En 1858, realizó sus primeras pruebas en el puerto de Barcelona. No era nada práctico y útil esta nave experimental, pero fue suficiente para que García se lanzase a construir otro más eficiente, en un proyecto más ambicioso. Para esta aventura le acompañaba su hijo mayor Enrique.
Esta nueva versión de submarino fue denominada Garcibuzo. Fue construida en la misma factoría de Barcelona. Tenía 6 metros de eslora, 2 de manga, 1,75 de manga y 2 de puntal, y también era totalmente metálico.
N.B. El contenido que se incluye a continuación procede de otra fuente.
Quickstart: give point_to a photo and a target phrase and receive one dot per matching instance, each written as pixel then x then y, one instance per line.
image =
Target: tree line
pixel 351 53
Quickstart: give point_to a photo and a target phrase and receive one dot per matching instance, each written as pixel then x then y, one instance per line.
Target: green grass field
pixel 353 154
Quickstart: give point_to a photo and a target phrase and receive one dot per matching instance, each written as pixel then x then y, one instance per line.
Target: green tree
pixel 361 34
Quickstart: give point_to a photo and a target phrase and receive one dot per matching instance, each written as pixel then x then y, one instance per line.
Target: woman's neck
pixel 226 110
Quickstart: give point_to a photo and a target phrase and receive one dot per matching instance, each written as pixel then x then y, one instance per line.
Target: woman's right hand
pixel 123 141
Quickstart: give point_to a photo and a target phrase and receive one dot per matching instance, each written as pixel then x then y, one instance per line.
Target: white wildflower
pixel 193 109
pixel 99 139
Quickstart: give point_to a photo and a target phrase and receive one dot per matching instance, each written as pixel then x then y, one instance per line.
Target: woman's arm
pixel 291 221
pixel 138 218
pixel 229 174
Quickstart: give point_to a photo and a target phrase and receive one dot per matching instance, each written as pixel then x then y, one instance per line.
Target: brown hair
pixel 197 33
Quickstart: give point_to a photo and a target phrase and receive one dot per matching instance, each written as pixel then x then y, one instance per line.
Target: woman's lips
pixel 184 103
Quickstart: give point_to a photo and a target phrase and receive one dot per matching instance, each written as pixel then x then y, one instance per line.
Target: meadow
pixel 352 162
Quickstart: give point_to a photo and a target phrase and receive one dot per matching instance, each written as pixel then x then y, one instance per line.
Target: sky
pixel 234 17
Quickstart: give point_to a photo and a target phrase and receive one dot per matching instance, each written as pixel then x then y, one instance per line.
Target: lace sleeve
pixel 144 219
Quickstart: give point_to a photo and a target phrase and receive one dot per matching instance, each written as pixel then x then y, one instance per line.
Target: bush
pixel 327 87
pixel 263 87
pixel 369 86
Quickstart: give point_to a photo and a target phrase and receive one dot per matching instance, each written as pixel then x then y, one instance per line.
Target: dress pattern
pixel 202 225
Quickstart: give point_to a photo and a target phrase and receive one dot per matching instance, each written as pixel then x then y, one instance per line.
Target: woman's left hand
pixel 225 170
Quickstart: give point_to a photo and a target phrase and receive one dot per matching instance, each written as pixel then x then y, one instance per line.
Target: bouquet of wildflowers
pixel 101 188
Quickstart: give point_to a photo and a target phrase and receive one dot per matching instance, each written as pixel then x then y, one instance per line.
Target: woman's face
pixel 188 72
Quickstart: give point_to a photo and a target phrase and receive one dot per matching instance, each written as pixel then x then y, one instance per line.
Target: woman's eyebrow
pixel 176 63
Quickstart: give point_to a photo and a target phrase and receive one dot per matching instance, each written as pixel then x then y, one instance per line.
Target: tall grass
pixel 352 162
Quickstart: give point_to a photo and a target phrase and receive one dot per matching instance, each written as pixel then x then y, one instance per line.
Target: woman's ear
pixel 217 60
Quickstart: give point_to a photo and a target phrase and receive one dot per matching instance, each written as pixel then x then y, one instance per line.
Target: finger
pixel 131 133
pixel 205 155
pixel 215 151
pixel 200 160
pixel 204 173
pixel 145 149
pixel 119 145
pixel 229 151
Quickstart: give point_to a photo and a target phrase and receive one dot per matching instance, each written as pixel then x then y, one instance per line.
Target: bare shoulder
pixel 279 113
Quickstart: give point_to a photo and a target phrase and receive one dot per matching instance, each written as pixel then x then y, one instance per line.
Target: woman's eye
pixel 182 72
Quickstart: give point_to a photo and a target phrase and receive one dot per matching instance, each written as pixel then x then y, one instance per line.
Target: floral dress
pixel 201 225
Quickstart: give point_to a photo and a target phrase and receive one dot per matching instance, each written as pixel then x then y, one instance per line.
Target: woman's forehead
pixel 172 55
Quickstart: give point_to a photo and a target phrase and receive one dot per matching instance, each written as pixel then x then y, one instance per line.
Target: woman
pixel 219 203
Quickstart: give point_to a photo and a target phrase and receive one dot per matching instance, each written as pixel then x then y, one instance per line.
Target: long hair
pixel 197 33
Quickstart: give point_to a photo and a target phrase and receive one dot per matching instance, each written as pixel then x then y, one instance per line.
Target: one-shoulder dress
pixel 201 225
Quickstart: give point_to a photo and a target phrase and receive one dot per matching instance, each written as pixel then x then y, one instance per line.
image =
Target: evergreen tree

Su casco estaba hecho de chapa de hierro, tenía una capacidad interior de dos tripulantes, que además de manejar la dirección, tenían que girar una hélice con fuerza pues era el motor de propulsión de la nave.
Tenía una entrada en la cubierta del casco que se cerraba de forma hermética desde el interior. En los laterales, hay dos remos para girar la nave, cerca de la proa había otros dos remos para mantenerlo y hacerlo descender o elevar, y la hélice estaba en la popa. El casco disponía de varias escotillas, distribuidas por los laterales y otras partes para poder ver el exterior. En el interior, había dos tanques ubicados en un segundo fondo, cuya utilidad era la de hacer descender o elevar la nave.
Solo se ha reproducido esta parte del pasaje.